The research, conducted by Markit/CIPS shows that recovery in the UK manufacturing sector is stalling with new export orders also slowing down for the first time since July 2009.
As the months ahead look uncertain for firms of all sizes, it is essential for management teams to protect revenues as much as possible.
Manufacturing companies are often just one link in a lengthy chain which encompasses suppliers, wholesalers and retailers. Therefore the risk of suffering bad debt is intensified by the number of businesses involved.
Since the Government’s Trade Credit Insurance Scheme ended in 2009, credit insurance has become a vital means of indemnifying business owners against loss of earnings as a result of a customer’s credit problem or insolvency.

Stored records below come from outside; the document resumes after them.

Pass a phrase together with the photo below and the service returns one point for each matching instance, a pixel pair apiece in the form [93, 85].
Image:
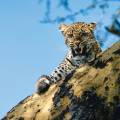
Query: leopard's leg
[43, 84]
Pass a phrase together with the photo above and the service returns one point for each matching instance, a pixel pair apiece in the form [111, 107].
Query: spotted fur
[83, 48]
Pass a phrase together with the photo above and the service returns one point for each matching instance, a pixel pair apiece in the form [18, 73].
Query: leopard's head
[76, 33]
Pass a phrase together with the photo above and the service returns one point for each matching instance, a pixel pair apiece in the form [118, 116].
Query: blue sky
[27, 49]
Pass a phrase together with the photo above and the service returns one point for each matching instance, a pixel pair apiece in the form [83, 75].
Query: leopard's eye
[70, 35]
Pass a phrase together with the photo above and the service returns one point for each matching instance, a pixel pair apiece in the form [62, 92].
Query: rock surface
[92, 93]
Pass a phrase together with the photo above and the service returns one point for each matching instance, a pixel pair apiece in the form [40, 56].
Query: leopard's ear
[63, 27]
[92, 26]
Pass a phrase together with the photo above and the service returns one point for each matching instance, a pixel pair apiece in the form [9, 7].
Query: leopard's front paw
[42, 84]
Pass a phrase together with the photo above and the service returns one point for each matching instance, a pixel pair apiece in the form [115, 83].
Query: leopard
[82, 49]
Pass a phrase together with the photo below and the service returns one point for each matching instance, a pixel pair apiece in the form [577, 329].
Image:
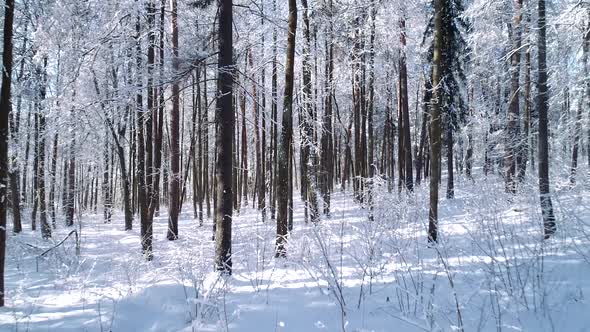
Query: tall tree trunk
[327, 165]
[225, 131]
[583, 102]
[543, 105]
[45, 227]
[53, 176]
[142, 192]
[526, 136]
[71, 179]
[274, 122]
[284, 156]
[449, 142]
[106, 191]
[5, 109]
[174, 207]
[404, 125]
[308, 149]
[513, 128]
[435, 131]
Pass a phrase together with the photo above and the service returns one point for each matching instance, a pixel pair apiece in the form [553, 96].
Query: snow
[345, 273]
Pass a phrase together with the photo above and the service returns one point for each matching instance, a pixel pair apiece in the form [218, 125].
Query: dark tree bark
[140, 146]
[327, 164]
[5, 109]
[70, 175]
[422, 153]
[513, 128]
[405, 145]
[174, 207]
[370, 110]
[583, 103]
[435, 132]
[450, 156]
[45, 227]
[224, 119]
[526, 136]
[543, 105]
[284, 153]
[308, 153]
[53, 176]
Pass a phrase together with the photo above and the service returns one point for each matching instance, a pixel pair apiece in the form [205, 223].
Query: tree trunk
[327, 167]
[513, 127]
[284, 155]
[308, 152]
[583, 102]
[435, 132]
[5, 109]
[543, 105]
[174, 207]
[225, 132]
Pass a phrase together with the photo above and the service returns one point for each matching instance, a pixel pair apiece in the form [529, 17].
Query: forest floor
[490, 272]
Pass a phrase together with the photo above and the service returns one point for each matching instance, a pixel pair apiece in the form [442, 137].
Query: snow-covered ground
[491, 271]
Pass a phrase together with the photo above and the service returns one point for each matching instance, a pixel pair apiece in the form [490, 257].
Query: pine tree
[224, 118]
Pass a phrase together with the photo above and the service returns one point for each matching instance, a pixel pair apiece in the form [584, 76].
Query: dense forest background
[147, 115]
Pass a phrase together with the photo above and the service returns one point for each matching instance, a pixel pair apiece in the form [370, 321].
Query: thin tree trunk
[225, 132]
[284, 157]
[5, 109]
[435, 131]
[543, 105]
[174, 207]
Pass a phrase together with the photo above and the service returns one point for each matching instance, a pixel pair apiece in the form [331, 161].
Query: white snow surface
[491, 271]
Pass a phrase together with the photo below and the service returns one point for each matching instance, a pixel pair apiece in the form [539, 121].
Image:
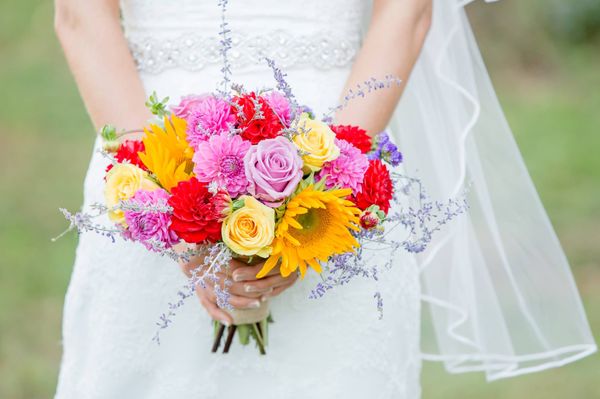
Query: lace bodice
[183, 33]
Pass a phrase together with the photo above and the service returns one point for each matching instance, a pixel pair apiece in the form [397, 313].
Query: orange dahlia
[167, 153]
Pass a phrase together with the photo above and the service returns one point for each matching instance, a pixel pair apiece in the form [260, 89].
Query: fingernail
[254, 305]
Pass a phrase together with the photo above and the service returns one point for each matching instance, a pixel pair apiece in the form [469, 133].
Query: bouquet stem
[248, 323]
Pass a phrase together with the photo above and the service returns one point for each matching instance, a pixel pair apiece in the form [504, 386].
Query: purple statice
[386, 150]
[283, 86]
[147, 226]
[379, 300]
[347, 170]
[226, 43]
[207, 273]
[361, 90]
[280, 105]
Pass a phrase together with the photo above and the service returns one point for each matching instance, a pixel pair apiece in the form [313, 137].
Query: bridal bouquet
[254, 176]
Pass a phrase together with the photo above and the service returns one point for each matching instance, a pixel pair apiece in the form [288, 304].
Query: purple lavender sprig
[386, 150]
[283, 86]
[225, 42]
[361, 90]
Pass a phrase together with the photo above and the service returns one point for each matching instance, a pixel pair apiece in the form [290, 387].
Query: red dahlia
[255, 128]
[377, 187]
[128, 152]
[197, 213]
[354, 135]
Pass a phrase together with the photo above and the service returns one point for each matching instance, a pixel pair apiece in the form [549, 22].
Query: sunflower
[316, 225]
[167, 153]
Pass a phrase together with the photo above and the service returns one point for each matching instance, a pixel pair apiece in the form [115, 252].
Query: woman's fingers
[211, 307]
[276, 291]
[267, 283]
[238, 302]
[248, 273]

In keeping with this, figures from Lloyds TSB Commercial Finance show that its debtor insurance product is becoming increasingly popular with manufacturing firms, with over 20 per cent of new policies being taken out by businesses in this sector.
Martin Walmsley, head of debtor insurance at Lloyds TSB Commercial Finance, said: “The manufacturing industry is the heart of the UK’s economy and central to the country’s economic recovery. Therefore it is vital that management teams take all possible measures to protect themselves against the potential effects of bad debt.
“Unpaid invoices can have a catastrophic effect on a company’s cash flow and in these uncertain economic conditions, businesses should consider measures, such as credit insurance, which safeguard capital and gives them the confidence to target new opportunities and put in place long term expansion plans.”